Она отодвигает чашку с остывшим чаем и встает из-за стола такая же прямая и угловатая.

— Кстати, последний поезд уже ушел. Интересно, как это вы будете добираться.

— У меня машина. — Я тоже встаю. — Где сейчас Миша?

— На теплоходе. Завтра мы с ним увидимся.

— Передайте привет от матери.

И тут я наношу ей последний удар:

— А не от мачехи?

Она вскрикивает:

— Что?! — И вскрик этот ломает «палку от щетки», спина уже согнута, голова ушла в плечи.

— Вы же не родная мать Михаилу Сахарову, и он знал об этом.

— Неправда!

Она потрясена. Для нее уже ясно, что мы многое знаем, и продолжать лгать рискованно. В глазах откровенный испуг, может быть, потому, что открыта не столь существенная для нее, но, как ей казалось, наиболее сокровенная тайна.

— К сожалению для вас, правда, Анфиса Егоровна. Михаил прочел письмо отца из больницы, которое тот писал вам перед смертью, — холодно разъясняю я.

Вздох облегчения:

— Этого письма давно уже нет.

— Но еще живы соседи, которые знают, как было вписано ваше имя в свидетельство о рождении Сахарова. Легко узнать и о смерти его настоящей матери.

Мы оба молчим: она — взволнованно, я — выжидательно. Наконец она подыскивает какие-то нужные ей слова.

— Допустим, что вы правы. Но какая разница для вас, сын он мне или пасынок? Я его 6 пеленок вырастила.

— Разница есть, увы. И неожиданная для вас. Подлинный Сахаров знал об этом, а фиктивный не знает. Так что подумайте обо всем, Анфиса Егоровна. До свидания.

Она останавливает меня, что-то решившая, снова спокойная.

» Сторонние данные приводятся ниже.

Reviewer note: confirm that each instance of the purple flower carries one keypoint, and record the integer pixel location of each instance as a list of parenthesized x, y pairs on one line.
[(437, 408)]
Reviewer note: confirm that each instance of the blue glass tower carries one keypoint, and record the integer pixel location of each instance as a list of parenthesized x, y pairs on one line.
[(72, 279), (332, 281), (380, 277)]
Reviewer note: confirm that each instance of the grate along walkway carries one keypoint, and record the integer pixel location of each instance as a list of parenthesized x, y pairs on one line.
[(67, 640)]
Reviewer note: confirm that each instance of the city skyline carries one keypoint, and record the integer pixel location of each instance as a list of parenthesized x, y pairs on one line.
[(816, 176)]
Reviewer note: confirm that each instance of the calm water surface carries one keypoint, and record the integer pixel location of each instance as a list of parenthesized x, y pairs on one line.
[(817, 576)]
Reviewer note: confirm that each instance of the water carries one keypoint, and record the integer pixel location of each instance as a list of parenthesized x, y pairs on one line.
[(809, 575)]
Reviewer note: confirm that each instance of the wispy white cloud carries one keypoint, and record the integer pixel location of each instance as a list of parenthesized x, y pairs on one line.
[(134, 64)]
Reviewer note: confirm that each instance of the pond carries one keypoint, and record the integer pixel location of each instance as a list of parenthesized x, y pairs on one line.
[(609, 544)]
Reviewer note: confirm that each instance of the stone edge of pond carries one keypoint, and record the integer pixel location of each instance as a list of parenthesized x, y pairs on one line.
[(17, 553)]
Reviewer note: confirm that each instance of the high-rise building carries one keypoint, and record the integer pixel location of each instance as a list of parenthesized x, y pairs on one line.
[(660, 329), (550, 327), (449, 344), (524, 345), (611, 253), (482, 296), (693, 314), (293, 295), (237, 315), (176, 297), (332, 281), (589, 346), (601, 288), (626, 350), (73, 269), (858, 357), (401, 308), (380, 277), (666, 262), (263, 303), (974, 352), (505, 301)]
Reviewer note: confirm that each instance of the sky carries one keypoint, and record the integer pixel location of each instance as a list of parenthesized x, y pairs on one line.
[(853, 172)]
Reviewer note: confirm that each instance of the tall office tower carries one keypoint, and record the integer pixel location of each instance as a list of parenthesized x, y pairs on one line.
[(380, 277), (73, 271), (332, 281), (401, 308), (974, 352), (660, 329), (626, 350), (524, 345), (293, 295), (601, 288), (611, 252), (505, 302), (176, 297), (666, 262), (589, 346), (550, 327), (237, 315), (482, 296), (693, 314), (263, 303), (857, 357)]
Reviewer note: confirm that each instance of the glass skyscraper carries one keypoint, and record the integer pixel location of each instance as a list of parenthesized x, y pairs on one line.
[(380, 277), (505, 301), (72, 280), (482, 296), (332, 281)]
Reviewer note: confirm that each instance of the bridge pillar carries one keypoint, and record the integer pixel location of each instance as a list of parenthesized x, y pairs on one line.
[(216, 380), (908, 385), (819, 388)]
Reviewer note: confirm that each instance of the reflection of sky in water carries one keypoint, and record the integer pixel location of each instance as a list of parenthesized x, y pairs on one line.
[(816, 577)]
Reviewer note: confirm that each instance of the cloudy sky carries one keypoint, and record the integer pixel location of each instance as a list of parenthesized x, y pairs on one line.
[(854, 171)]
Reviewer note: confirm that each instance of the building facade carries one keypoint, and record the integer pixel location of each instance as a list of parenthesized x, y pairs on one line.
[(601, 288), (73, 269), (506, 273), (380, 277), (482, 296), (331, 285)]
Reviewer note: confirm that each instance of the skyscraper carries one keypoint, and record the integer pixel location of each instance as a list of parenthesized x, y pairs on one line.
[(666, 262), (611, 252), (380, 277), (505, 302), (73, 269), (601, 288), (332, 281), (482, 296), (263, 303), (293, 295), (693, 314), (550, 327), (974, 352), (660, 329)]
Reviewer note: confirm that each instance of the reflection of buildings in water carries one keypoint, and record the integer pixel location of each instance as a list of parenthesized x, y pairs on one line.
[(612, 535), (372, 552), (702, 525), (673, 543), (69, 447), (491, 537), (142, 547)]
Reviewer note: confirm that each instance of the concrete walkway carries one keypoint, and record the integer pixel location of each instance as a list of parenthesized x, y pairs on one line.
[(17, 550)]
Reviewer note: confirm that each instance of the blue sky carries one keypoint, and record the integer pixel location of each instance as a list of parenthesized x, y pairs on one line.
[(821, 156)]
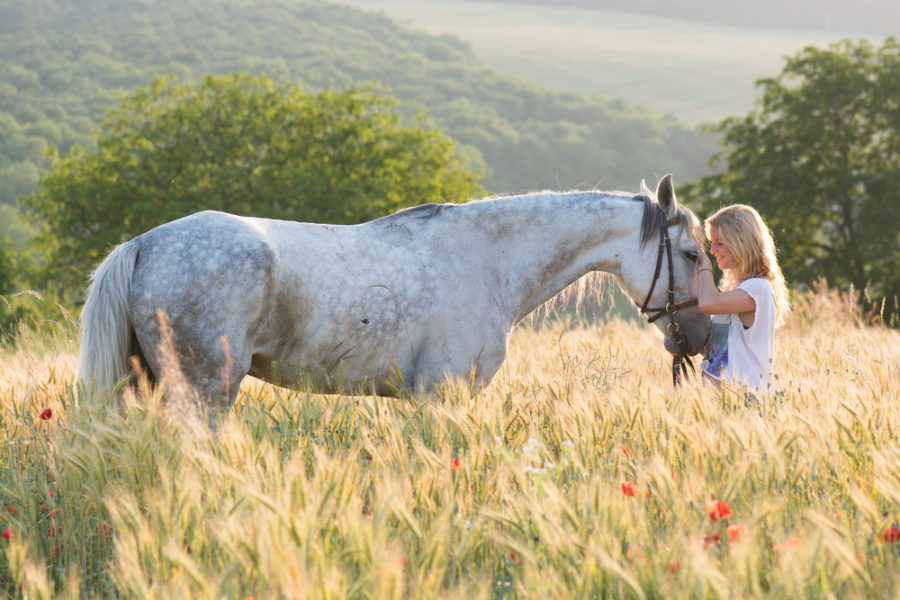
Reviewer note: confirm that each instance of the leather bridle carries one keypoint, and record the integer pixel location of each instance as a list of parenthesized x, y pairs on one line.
[(672, 328)]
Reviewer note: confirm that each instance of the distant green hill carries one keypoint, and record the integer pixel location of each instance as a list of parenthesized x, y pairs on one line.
[(870, 17), (64, 62)]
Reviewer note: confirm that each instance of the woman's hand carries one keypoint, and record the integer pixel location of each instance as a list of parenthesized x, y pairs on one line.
[(703, 262)]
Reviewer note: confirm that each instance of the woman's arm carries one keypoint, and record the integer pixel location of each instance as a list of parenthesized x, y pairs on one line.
[(713, 302)]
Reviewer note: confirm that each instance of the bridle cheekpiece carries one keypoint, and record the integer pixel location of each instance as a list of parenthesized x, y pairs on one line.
[(671, 308)]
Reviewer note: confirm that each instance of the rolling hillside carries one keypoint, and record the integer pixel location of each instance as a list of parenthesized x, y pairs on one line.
[(65, 62)]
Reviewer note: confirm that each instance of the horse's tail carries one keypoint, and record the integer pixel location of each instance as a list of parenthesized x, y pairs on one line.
[(106, 327)]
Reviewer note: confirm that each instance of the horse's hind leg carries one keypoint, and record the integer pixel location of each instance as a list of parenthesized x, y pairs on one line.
[(200, 369)]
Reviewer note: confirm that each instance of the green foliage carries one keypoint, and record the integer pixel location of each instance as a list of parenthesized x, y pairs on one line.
[(64, 63), (241, 144), (820, 158)]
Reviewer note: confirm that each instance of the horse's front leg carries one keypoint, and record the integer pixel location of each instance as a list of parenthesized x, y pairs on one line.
[(472, 360)]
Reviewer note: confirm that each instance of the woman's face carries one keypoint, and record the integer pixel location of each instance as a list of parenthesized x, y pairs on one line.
[(723, 254)]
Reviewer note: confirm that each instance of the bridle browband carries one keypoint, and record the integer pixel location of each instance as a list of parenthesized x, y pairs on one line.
[(678, 361)]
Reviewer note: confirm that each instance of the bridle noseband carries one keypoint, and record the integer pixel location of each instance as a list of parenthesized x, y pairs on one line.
[(678, 361)]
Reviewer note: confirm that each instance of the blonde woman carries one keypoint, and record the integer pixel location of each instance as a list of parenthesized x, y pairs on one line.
[(753, 300)]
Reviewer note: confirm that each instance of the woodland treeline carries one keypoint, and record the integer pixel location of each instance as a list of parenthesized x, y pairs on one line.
[(65, 62), (357, 116)]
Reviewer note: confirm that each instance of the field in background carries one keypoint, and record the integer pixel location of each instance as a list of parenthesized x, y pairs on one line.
[(578, 473), (699, 73)]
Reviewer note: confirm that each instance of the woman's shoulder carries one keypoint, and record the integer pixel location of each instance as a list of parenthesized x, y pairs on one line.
[(758, 288)]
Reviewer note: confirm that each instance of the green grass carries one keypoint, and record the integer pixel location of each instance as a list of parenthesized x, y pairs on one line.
[(696, 72), (513, 492)]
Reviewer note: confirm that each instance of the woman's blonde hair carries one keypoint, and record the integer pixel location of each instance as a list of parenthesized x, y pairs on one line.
[(750, 241)]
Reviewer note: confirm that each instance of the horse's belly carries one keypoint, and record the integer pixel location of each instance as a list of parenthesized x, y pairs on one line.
[(343, 360)]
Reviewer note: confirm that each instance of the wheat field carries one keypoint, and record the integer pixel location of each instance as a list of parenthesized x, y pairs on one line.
[(578, 473)]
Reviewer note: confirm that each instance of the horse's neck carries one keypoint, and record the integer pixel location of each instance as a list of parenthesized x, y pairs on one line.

— А свидание это состоится, вероятно, у вас на Лубянке?

Я не разубеждаю ее.

— Вот тогда и поговорим. Я буду отвечать, а вы — записывать. А разговора по душам, извините, не вышло. Считайте, что его не было.

Меня она не провожает. Я иду по дорожке к калитке с угнетающим чувством не проигранного, но и не выигранного сражения. Не буду же я уверять генерала в том, что это победа.